Babbler Birds Speak Like Humans: How Language Evolved
Stringing together meaningless sounds in order to create meaningful ones was once thought to be a human trait alone. Now, scientists have discovered that a species of bird, babbler birds, can also communicate this way.
In this case, the scientists found that the chestnut-crowned babbler, a highly social bird found in the Australian Outback, has the ability to convey new meaning by rearranging the meaningless sounds in its calls.
"Although previous studies indicate that animals, particularly birds, are capable of stringing different sounds together as part of a complex song, these songs generally lack a specific meaning and changing the arrangement of sounds within a song does not seem to alter its overall message," said Sabrina Engesser, one of the researchers, in a news release. "In contrast to most songbirds, the chesnut-crowned babblers do not sing. Instead its extensive vocal repertoire is characterized by discrete calls made up of smaller acoustically distinct individual sounds."
The researchers first noticed that the babblers reused two sounds-A and B-in different arrangements when performing specific behaviors. When flying, the birds produced a flight call, AB. When feeding chicks, though, the birds produced the call BAB.
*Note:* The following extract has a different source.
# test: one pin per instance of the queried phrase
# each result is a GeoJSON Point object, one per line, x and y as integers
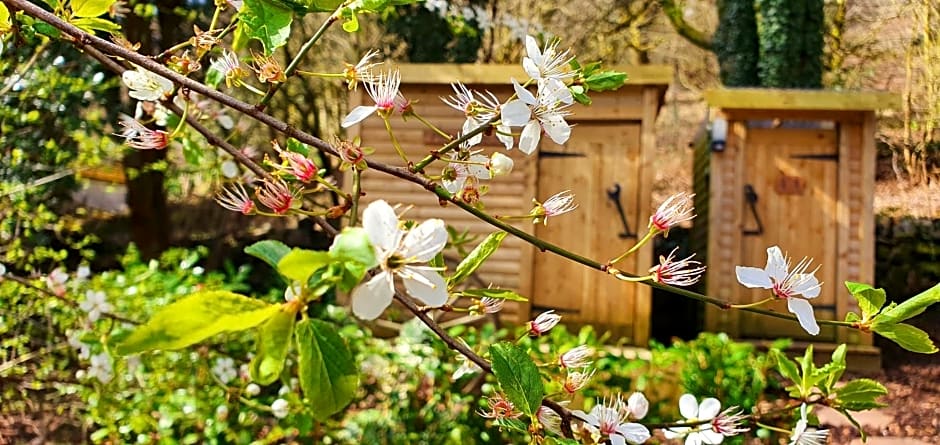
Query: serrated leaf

What was interesting was that while the birds showed that they were capable of discriminating between the different call types by looking at the nests when they heard a feeding prompt call and by looking out for incoming birds when they heard a flight call, they also could distinguish calls when the researchers made flight calls from prompt element and prompt calls from flight elements. This meant that the two calls were generated from the same rearrangement of sounds.
"Although this so-called phoneme structuring is of the very simple kind, it might help us understand how the ability to generate new meaning initially evolved in humans," said Simon Townsend, one of the researchers. "It could be that when phoneme structuring first got off the ground in our hominid ancestors, this is the form it initially took."
The findings are published in the journal PLOS Biology.